Português: O título A Sibila

segunda-feira, 12 de agosto de 2019

O título A Sibila

            As sibilas eram videntes antigas, provenientes da Ásia Menor e existentes na Grécia desde a época arcaica. A princípio existiria só uma, que se foi multiplicando e recebendo nomes conforme os lugares.
            Na Grécia, a mais célebre é a do templo de Apolo, em Delfos. Este santuário torna-se importante a partir do século VIII a.C. Os escritores e filósofos importantes da Grécia antiga falam dos oráculos de Apolo. As respostas eram dadas pela Pétia; depois de ter feito fumigações de louro e de cevada e bebido água da fonte de Cassótis, recebia as emanações sulfurosas provindas de uma fenda existente no coração do templo, entrava em delírio, proferindo assim as palavras enigmáticas que iriam orientar as ações dos que as consultavam. Vivia só e em castidade. Guardava a casa do seu deus, mantendo acesa a chama do seu culto. Na sua solidão, recebia a inquietação dos homens e transmitia o recado dos deuses. Ouvindo as preocupações, os problemas, as angústias, os segredos da vida humana, alcançava a capacidade de entender o mistério da existência.
            Na Itália, a mais famosa é a Sibila de Cumas. É esta que acompanha Eneias aos infernos, no canto VI da Eneida, e lhe prediz o futuro. A Sibila de Cumas é uma das cinco, pintadas por Miguel Ângelo em alternância com os Profetas, no teto da Capela Sistina.
            O título do romance terá sido escolhido, tendo como ponto de referência a vida da Sibila de Delfos e os seus oráculos.
            Esse título não está exatamente em conformidade com o desenrolar da intriga. Com efeito, o signo "sibila" aponta para as capacidades espirituais da protagonista, quando, afinal, o que a intriga nos revela é uma Quina excecionalmente dotada para manter e aumentar o património familiar.

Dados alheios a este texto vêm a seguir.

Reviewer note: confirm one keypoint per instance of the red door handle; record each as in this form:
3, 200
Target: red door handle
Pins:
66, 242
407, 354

São raras e débeis as suas demonstrações sobrenaturais e as suas capacidades divinatórias. Por exemplo, no caso do desaparecimento da filha louca de Estina, a sua concentração e as rezas são impotentes para resolver a situação que vem a ter um trágico desenlace. De facto, o que se destaca em Quina é a forma como conquista um certo poder material, o importante é manter ou aumentar o património, que só pode ser transmitido a outro membro da família. Daí ela ter constituído Germa sua herdeira universal, sem atender aos pedidos insistentes de Custódio. O dote é como o sangue: só pertence à família, só pode ficar dentro dela, vence a morte.
            No desenvolvimento da ação, é importante considerar o título, pois ele, nesta obra, poderá ter uma intenção irónica, servindo para desmascarar uma ambiência rural onde proliferam a crendice, a superstição, o instinto de sobrevivência, o sentimento arreigado da propriedade e a obsessão do dote que é preciso levar aos vindouros intacto e, se possível, alargado. Procurar-se-ia, deste modo, reconstituir um modo de vida provinciano que, em Portugal, nos anos 50, começava a desaparecer ou, pelo menos, a ser ameaçado pela modernização e pela industrialização.